Here are some examples of how the word "youngster" is used:
"Advertising of the iPhone has led it to become very popular. If a youngster is going to get a phone for the first time, there is a huge change that he/she will get an iPhone just because it’s an option which everyone knows about."
"Promising West Brom youngster popular for all the right reasons. . . . West Bromwich Albion's most endearing midfield enforcer might need to toughen up, with Ben Foster suggesting the teenager is 'almost too nice.'"
"PEER GROUPS: Social skills --> youngster’s popularity during adolescence Some youngsters – both boys and girls –are both aggressive and popular at the same time"

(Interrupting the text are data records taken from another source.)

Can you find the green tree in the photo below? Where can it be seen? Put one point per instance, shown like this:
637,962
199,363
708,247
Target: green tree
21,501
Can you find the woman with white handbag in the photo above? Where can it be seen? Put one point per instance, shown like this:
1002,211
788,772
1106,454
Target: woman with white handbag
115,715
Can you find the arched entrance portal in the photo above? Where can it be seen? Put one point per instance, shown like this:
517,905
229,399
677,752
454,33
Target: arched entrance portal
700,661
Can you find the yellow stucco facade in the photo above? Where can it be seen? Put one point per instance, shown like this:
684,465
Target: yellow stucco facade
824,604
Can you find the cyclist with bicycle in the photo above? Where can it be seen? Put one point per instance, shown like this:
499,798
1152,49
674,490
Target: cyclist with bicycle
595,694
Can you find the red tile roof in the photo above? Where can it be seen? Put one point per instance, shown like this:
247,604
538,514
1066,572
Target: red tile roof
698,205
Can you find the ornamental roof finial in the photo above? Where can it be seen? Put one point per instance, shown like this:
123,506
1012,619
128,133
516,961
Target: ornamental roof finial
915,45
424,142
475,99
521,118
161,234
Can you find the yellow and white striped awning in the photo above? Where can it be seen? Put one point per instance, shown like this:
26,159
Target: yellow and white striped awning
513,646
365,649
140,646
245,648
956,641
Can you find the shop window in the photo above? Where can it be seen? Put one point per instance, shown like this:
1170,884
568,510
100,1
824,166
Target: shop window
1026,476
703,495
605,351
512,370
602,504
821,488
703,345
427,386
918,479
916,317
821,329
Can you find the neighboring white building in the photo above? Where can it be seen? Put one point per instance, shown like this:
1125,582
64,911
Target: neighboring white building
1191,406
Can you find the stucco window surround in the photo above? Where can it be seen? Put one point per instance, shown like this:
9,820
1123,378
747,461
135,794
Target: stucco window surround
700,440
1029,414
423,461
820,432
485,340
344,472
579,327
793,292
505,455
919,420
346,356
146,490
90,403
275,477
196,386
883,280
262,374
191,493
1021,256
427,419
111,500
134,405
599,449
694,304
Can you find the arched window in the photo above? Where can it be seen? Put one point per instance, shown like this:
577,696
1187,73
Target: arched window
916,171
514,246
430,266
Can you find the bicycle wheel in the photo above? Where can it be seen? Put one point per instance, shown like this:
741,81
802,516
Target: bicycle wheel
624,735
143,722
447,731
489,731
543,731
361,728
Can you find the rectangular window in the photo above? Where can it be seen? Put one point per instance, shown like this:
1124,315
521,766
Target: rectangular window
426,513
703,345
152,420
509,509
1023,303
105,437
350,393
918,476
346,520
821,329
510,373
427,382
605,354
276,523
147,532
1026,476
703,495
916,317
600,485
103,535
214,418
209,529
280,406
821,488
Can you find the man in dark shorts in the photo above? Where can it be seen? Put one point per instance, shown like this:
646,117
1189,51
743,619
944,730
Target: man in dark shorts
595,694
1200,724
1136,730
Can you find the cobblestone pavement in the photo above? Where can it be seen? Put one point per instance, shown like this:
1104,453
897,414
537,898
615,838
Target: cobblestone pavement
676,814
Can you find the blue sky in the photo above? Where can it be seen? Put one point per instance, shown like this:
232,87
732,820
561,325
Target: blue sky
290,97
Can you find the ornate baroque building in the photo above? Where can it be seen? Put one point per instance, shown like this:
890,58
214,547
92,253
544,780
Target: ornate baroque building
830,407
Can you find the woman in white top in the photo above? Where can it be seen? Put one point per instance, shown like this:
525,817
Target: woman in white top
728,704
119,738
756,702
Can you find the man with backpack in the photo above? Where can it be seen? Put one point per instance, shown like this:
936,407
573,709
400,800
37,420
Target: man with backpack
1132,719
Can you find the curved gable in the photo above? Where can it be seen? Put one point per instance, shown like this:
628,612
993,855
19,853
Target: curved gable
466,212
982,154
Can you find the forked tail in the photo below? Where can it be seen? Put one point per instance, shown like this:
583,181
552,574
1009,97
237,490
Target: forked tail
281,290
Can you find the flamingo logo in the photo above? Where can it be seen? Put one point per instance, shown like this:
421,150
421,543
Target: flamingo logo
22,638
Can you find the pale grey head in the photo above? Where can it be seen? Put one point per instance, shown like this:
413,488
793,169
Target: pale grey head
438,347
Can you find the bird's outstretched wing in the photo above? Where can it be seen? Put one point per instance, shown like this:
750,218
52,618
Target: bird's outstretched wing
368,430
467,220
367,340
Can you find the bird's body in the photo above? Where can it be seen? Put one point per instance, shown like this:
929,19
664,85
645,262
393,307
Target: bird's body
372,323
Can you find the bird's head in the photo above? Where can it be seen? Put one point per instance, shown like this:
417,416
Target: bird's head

"They're too quiet! What are those youngsters doing?" Parents, especially grandparents, would refer to youths who might get into mischief as "youngsters." It is a semi-affectionate term. Generally "youngsters" refers to adolescents, but the term can be used for a wider range of young people, including anyone younger than the speaker: "Those youngsters haven't discovered really good music yet."
I'm getting the sense here that 'ungdom' might be better translated as 'young adults' than 'youngsters' in modern English. It's clearly not (based on the comments) used in a way that would be equivalent to 'barn', but also obviously distinct from regular adults given the use of 'ung'.
It's relative - I actually just heard a woman in her ~60s call two people clearly in their 30s ungdomar, only an hour ago. She was obviously expecting a laugh, but still. But I'd say no younger than twelve, and without context no older than about 25. Something like that. Note that you might very well get a different answer from another native.
Sweden has a fairly wide range of dialects and sociolects, so getting different advice on pronunciation and idiomatics from different speakers is to be accepted. I generally aim to talk about the most general and common way of speaking, and note why if not.